Besonders in Bezug auf die eigenen Arbeitsbedingungen ist gewerkschaftliche Vernetzung ein weiteres Handlungsfeld der kritischen Sozialen Arbeit. Gewerkschaften können Basisstrukturen beraten, untereinander vernetzen, Öffentlichkeit schaffen und, besonders in Krisensituationen, auch praktisch unterstützen. Fachliche Zusammenschlüsse bieten ebenfalls die Möglichkeit für Austausch und Öffentlichkeit. Inwiefern fachliche Organisationen eine kritische Gesellschaftsreflexion und -perspektive einbeziehen und anstreben, kann nicht pauschal beantwortet werden. Oftmals fällt bei grossen Berufsverbänden leider die inhaltliche, kritische Positionierung zugunsten der Repräsentativität weg. Oder die Selbstzensur erfolgt aus politischen Überlegungen aufgrund von Sachzwängen. Schliesslich sind auch soziale Bewegungen eine Handlungsebene kritischer Sozialer Arbeit. Sie bieten den Rahmen, um gesellschaftliche mit praktischen Themen zu verbinden und Öffentlichkeit zu schaffen. Gesellschaftliche Veränderung im Sinne der kritischen Sozialen Arbeit ist insbesondere auf dieser Ebene denk- und praktizierbar.


Das Modell Kriso

Kritische Theorie und praktische Auseinandersetzung

Das Forum für kritische Soziale Arbeit ist eine Möglichkeit zur praktischen Umsetzung einer kritischen Haltung. Die Kriso sieht sich als fachliche Organisation, sucht jedoch auch die Anknüpfung an soziale Bewegungen. Als Basisstruktur lebt sie von der Initiative ihrer Mitglieder. Die Kriso steht allen Sozialarbeitenden offen, die sich kritisch mit der Sozialen Arbeit und ihren Bedingungen befassen möchten. Es gibt keine formelle Mitgliedschaft. In der Regel sind die Treffen und Veranstaltungen der Kriso öffentlich. Aus konkreten Entwicklungen in der Gesellschaft und der Sozialen Arbeit werden Themen aufgenommen, analysiert und praktisch bearbeitet.
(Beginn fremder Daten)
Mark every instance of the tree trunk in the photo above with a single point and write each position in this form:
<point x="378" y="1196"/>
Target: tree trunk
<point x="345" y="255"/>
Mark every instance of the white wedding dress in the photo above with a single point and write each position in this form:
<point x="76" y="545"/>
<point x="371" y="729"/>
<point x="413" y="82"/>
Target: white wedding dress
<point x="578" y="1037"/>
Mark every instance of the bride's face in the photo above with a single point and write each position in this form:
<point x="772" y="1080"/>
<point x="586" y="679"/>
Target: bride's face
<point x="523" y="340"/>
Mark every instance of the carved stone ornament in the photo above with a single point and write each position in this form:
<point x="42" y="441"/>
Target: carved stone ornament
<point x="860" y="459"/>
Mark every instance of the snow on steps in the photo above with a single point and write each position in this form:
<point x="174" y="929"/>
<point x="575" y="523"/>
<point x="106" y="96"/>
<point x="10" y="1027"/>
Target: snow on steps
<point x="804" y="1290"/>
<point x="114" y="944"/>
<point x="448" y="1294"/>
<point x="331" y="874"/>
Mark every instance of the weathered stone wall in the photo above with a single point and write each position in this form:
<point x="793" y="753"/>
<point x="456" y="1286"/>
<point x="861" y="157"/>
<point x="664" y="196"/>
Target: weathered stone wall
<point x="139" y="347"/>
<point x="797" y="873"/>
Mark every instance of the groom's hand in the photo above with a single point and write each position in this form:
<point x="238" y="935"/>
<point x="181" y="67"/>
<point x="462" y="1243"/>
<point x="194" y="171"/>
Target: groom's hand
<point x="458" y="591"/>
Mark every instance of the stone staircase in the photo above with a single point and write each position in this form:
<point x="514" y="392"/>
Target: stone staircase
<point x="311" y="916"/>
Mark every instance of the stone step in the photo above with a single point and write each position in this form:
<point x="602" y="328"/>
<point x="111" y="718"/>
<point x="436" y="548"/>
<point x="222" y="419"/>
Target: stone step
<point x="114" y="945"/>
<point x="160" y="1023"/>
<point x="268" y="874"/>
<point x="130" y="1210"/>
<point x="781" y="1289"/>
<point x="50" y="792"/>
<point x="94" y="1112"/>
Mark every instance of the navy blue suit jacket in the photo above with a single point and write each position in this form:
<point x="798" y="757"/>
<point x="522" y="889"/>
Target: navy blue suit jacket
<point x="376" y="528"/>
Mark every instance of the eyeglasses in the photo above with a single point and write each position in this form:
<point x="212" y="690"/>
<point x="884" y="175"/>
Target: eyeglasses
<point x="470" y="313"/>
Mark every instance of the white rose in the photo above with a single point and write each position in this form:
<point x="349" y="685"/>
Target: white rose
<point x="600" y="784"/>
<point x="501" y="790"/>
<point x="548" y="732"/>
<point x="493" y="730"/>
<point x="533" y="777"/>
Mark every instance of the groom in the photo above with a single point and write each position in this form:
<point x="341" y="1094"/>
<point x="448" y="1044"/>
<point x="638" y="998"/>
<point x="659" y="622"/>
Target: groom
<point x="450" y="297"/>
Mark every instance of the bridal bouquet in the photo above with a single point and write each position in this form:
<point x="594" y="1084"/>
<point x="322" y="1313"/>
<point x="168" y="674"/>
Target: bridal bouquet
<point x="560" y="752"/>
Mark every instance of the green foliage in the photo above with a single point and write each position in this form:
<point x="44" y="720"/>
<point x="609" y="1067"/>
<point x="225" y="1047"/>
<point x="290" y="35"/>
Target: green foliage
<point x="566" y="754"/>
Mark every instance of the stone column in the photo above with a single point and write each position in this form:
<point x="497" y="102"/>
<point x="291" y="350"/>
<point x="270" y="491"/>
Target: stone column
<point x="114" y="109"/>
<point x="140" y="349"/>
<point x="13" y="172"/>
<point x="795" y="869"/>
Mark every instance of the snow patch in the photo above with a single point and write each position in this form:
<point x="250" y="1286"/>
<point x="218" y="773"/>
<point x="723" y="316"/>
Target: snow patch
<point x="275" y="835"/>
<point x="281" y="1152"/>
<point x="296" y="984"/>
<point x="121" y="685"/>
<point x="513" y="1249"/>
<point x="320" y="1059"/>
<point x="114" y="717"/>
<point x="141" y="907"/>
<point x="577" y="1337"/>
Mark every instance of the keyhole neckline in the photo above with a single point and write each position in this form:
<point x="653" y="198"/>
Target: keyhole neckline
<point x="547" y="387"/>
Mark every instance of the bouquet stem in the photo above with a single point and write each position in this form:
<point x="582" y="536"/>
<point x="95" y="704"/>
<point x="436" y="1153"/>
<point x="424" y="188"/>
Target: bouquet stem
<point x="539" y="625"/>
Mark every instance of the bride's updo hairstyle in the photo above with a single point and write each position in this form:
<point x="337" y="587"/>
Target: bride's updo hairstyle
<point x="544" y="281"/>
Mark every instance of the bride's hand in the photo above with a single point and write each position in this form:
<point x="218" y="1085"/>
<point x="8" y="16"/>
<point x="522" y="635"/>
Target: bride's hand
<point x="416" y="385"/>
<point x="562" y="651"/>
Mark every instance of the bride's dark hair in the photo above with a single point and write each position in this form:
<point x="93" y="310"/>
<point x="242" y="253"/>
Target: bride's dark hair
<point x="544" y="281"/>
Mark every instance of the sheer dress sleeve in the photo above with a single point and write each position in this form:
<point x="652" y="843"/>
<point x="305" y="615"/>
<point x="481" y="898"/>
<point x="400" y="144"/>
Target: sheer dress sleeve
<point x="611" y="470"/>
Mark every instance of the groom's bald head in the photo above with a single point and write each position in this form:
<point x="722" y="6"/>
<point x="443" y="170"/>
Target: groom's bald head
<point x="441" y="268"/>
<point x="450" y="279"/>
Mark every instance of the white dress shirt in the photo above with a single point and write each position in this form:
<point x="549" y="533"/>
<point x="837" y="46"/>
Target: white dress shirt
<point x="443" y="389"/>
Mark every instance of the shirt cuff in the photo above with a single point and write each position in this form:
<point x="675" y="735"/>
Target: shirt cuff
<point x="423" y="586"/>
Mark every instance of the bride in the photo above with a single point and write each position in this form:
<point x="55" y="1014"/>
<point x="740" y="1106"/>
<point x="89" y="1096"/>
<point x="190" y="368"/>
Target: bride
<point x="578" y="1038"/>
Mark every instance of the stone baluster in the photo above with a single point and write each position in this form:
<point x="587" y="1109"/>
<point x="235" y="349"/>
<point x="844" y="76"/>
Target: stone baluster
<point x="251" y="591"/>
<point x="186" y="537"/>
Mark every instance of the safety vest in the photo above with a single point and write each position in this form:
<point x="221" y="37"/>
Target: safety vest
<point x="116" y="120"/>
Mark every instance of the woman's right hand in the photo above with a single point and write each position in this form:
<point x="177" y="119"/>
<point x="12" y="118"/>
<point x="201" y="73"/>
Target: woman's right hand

Die Kriso schafft es, verschiedene theoretische Hintergründe miteinander zu vereinen, indem sie die Pluralität ihrer Mitglieder akzeptiert und den Fokus auf die Handlungsfähigkeit und die kritische Praxis als Organisation legt. Auch die Selbstklärung und Selbstdefinition findet anhand der gemeinsamen Praxis statt und entwickelt sich ständig weiter. Die praktischen Fragestellungen, Entwicklungen und Handlungen sind somit Dreh- und Angelpunkt der Organisation. So verhindern wir, dass wir bei der Analyse der Gesellschaft stehenbleiben oder uns aufgrund theoretischer Differenzen spalten. Die Kriso findet fernab vom Handlungsdruck des Praxisalltags statt. Sie ermöglicht eine arbeitsfeldübergreifende Auseinandersetzung unter Sozialarbeitenden. Zugleich können in Arbeitsgruppen auch fachliche Themen diskutiert und bearbeitet werden, die ein spezifisches Arbeitsfeld betreffen. Für eine Arbeit mit Menschen, die von sozialen Problemen betroffen sind, ist eine (kritische) Weiterentwicklung unserer Praxis unabdingbar. Dies verlangt nach permanenter Reflexion gesellschaftlicher Bedingungen, fachlicher Theorien und Methoden. Wir glauben, mit diesem Organisationskonzept eine Möglichkeit gefunden zu haben, uns auch in Zeiten mit wenig «Bewegung» zu engagieren, als kritische Menschen handlungsfähig zu sein und aktiv auf einen Wandel in der Sozialen Arbeit und der Gesellschaft hinzuarbeiten.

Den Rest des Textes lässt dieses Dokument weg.